面对这样的结果,一时之间,他也有些沉不住气了。

        在他卜卦的时候,泰阳真君看似在旁闲坐,实则是将大部分的心思都放在了枫林那边。

        听到他的发问,泰阳真君敛心,垂眸看向手里的青玉茶盏“这事,一时之间,我也拿不出个章程来。所以,才急忙赶过来,请师弟帮忙,一起提起本次金丹法会召集门主们,共同商议良策。”顿了顿,他扯起一边嘴角,轻笑,“师弟也别急。先断了眼前的这桩公案再说。”

        “眼前有桩公案?”文远真君讶然,旋即明白过来了——定是下午的自由论道出了什么岔子!

        他专心致志的卜卦,无暇顾及其他。外面就闹出事端来了?

        这些兔崽子!在搞什么!还被泰阳老儿看了个场!

        文远真君气不打一处来。只是,当着泰阳真君的面,他不好发作,尴尬的笑了笑“徒子徒孙,都是债啊,就没个省心的。”说着,低头提起拂尘往自个儿身上轻甩,使出一记去尘术。

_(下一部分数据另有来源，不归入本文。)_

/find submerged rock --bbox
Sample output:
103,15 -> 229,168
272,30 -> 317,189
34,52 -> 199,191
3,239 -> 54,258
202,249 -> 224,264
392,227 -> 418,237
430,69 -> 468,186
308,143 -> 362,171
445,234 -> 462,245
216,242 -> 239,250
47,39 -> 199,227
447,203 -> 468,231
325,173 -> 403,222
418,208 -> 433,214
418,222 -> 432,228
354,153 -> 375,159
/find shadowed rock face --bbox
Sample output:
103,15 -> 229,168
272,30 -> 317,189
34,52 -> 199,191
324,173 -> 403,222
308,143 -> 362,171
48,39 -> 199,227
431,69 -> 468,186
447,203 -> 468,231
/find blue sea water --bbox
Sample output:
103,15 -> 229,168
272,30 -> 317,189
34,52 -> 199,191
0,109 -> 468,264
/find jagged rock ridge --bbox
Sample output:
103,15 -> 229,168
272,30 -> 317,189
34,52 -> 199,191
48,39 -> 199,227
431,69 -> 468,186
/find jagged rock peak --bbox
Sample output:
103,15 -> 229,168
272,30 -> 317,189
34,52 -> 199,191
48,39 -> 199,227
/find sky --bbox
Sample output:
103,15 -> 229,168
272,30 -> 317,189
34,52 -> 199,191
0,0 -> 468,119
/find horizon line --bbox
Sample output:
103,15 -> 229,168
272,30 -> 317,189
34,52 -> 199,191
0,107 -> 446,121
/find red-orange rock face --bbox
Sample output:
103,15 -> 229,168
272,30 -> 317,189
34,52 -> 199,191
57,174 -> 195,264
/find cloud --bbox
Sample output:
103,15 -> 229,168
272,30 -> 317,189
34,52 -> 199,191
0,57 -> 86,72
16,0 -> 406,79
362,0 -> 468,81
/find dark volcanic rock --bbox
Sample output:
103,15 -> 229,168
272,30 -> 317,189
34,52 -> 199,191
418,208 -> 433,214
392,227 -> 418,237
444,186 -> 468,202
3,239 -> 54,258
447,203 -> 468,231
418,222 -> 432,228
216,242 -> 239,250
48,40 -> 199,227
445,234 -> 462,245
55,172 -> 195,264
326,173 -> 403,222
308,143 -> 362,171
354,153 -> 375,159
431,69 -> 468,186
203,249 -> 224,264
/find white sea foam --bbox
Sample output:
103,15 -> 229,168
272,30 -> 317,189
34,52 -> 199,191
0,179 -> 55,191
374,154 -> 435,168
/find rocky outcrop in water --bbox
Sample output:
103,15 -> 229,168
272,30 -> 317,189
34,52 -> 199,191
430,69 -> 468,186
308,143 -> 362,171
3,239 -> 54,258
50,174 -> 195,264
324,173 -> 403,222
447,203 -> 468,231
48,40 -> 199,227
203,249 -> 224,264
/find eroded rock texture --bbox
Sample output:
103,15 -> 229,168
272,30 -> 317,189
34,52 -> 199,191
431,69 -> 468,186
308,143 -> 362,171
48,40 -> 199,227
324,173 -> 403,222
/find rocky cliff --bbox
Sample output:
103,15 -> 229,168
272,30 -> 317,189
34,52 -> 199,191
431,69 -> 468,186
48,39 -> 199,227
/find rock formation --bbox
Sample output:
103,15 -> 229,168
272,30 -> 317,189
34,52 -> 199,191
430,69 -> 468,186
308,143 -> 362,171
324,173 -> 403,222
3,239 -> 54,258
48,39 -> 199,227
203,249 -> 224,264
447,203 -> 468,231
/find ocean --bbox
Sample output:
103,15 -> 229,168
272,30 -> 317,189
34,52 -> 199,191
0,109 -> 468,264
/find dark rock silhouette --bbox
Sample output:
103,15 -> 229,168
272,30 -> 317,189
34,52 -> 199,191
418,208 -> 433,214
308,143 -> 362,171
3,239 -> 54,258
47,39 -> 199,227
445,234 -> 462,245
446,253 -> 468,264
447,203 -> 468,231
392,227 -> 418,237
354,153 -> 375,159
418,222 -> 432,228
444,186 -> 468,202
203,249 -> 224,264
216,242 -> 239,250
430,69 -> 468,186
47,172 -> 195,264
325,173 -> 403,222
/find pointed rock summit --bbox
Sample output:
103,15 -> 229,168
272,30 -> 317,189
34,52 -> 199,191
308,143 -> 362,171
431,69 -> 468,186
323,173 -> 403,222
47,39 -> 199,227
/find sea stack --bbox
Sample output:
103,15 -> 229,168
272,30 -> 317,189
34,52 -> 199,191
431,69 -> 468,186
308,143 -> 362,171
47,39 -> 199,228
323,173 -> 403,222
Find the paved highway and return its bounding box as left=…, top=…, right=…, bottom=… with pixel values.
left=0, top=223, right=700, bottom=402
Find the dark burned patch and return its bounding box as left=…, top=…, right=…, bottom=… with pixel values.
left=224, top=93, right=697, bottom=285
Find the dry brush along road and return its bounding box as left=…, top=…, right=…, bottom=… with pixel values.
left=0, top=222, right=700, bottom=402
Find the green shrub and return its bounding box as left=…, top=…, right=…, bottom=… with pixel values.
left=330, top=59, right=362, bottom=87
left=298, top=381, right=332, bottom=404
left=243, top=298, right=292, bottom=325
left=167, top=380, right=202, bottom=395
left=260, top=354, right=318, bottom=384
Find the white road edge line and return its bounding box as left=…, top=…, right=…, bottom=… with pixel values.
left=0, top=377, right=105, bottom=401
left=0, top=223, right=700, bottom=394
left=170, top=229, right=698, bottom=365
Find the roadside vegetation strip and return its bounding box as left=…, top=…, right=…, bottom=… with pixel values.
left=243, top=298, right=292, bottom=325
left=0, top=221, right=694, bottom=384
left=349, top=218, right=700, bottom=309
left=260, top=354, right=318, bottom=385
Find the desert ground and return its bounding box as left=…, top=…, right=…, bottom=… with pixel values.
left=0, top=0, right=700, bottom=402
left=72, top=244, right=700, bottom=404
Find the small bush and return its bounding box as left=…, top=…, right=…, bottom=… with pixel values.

        身上的汗水、汗渍,统统消失了。他又变回了先前的活神仙模样。

        收拾妥当后,他放眼看向殿外。立时发现一边侧殿的门廊上,自家大弟子玄真上人打横抱着一人,满脸怒容的往后殿这边飞奔而来。

        在院子里当值的所有人,不管是杂役,还是弟子们,都被他这副凶神恶煞的模样吓到了,引起一阵喧哗。

        看来,泰阳老儿所说的“眼前有桩公案”就是指的玄真这一出。文远真君在心里骂了一句“不争气的兔崽子”,抢在大弟子出声之前,装模作样的扬声问殿外“外面何事喧哗?”他怕再问得慢一点儿,他那大徒儿会与往常一样,腼着一张老脸哭喊着要他做主。在泰阳老儿面前,他还真丢不起这脸。

        门口小跑进来一位金丹弟子,抱拳禀报道“禀报老祖,是玄真师伯抱着清文大师兄往这边过来了。”